Although a number of robust and novel connections emerge from our analysis, we note several caveats. The whole body measures of adult expression make it difficult to predict functional responses for genes whose enzyme products possesses roles in many tissues and often are functionally and physiologically reversible, possessing both energy producing and energy consuming roles (e.g., PGI). Other genes are more specialized (e.g., PEPCK in the fat body) and are effectively irreversible in those tissues, so the predicted response is less equivocal. Nevertheless, as first entries into these questions, we believe that we have recovered informative signal from the expression that is averaged across many tissues.

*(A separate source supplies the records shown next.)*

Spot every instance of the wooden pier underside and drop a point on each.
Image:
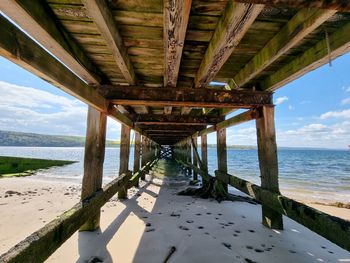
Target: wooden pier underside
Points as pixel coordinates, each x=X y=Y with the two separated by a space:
x=172 y=71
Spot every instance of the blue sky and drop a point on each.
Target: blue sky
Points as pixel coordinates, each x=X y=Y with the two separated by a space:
x=312 y=111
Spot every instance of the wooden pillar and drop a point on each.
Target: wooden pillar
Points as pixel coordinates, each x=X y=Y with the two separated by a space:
x=137 y=149
x=93 y=161
x=195 y=175
x=222 y=158
x=268 y=163
x=124 y=157
x=204 y=153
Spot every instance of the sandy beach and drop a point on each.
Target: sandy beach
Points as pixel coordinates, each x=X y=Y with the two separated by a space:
x=155 y=223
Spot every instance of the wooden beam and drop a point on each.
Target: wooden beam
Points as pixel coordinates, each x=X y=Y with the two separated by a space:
x=41 y=244
x=314 y=57
x=184 y=97
x=339 y=5
x=137 y=153
x=334 y=229
x=38 y=20
x=176 y=15
x=268 y=163
x=93 y=161
x=235 y=120
x=104 y=20
x=301 y=25
x=124 y=157
x=232 y=26
x=19 y=48
x=148 y=119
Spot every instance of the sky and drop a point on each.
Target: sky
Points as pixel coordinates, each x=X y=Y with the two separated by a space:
x=312 y=111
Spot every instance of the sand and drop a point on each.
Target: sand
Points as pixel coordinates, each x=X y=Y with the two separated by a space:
x=155 y=223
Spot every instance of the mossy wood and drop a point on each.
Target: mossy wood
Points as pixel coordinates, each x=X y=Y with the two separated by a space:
x=334 y=229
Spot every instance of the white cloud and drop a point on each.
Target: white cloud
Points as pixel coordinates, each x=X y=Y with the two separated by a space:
x=28 y=109
x=336 y=114
x=345 y=101
x=280 y=100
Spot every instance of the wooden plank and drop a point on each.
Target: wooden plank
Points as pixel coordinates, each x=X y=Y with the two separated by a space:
x=301 y=25
x=184 y=97
x=93 y=161
x=221 y=156
x=19 y=48
x=38 y=20
x=176 y=14
x=41 y=244
x=268 y=163
x=137 y=153
x=194 y=149
x=234 y=23
x=124 y=157
x=162 y=119
x=334 y=229
x=103 y=18
x=314 y=57
x=338 y=5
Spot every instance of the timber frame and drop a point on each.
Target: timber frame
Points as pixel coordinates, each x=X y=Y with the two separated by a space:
x=173 y=71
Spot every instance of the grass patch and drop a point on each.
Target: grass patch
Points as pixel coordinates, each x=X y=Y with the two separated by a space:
x=16 y=166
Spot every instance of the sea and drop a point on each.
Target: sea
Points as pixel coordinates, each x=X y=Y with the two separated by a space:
x=306 y=175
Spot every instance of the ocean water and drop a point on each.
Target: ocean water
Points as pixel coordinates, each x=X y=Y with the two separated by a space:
x=315 y=175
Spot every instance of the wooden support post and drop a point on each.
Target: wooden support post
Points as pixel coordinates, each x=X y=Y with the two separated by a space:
x=195 y=163
x=221 y=187
x=124 y=157
x=268 y=163
x=204 y=153
x=137 y=149
x=93 y=161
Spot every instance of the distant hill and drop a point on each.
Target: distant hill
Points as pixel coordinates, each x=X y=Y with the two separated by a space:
x=10 y=138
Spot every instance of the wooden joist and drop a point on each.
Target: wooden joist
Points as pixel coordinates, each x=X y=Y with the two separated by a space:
x=103 y=18
x=232 y=26
x=38 y=20
x=176 y=14
x=302 y=24
x=235 y=120
x=334 y=229
x=339 y=5
x=314 y=57
x=184 y=97
x=22 y=50
x=150 y=119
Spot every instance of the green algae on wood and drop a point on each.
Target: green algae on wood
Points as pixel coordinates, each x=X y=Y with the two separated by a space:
x=16 y=166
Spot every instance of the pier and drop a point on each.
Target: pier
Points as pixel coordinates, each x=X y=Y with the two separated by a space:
x=173 y=72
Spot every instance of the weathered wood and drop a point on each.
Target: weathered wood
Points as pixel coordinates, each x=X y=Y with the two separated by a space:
x=154 y=119
x=41 y=244
x=268 y=163
x=194 y=152
x=311 y=59
x=22 y=50
x=235 y=120
x=301 y=25
x=338 y=5
x=38 y=20
x=232 y=26
x=204 y=153
x=185 y=97
x=93 y=161
x=334 y=229
x=221 y=188
x=176 y=14
x=124 y=157
x=103 y=18
x=137 y=152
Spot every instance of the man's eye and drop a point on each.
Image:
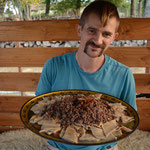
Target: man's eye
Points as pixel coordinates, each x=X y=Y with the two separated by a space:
x=91 y=31
x=107 y=34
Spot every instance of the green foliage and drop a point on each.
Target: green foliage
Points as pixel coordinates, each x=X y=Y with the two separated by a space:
x=64 y=6
x=120 y=3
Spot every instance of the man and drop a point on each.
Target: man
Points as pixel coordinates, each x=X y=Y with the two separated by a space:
x=89 y=68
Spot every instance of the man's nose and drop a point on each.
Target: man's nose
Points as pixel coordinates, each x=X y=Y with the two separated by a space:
x=98 y=39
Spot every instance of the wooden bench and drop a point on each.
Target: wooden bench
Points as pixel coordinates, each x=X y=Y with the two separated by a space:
x=63 y=30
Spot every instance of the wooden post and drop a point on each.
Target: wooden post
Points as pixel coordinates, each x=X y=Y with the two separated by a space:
x=147 y=70
x=19 y=68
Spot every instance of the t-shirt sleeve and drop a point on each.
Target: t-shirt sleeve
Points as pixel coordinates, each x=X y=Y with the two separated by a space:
x=46 y=78
x=129 y=92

In some genes, there are undoubtedly SNPs with stronger expression effects that we have not screened. Although relatively comprehensive, the SNPs we evaluated with bulk pyrosequencing are not random. We emphasized coding regions, SNPs that are amino acid replacement polymorphisms, and those that are associated with haplotype structure. They were not initially targeted for expression effects. It is possible that although coding regions can have significant effects on gene expression (Kudla et al. 2009), we may have found better candidates for cis-expression SNPs in 5′-noncoding regions (Massouras et al. 2012). Furthermore, the availability of suitable polymorphisms varies gene-by-gene, and we cannot screen every SNP with possible expression effects. In some cases, we have not screened the SNP with the greatest expression effect in a gene but a linked SNP that is in disequilibrium. In this case, our SNP is a weaker proxy for a SNP of greater effect. Therefore, we may underestimate the latitudinal change in cis-expression at some genes. Finally, we assume that the allelic effects estimated in the Raleigh DGRP do not significantly change across the cline. This is impossible to assess without independent studies as Ayroles et al. (2009) in other populations.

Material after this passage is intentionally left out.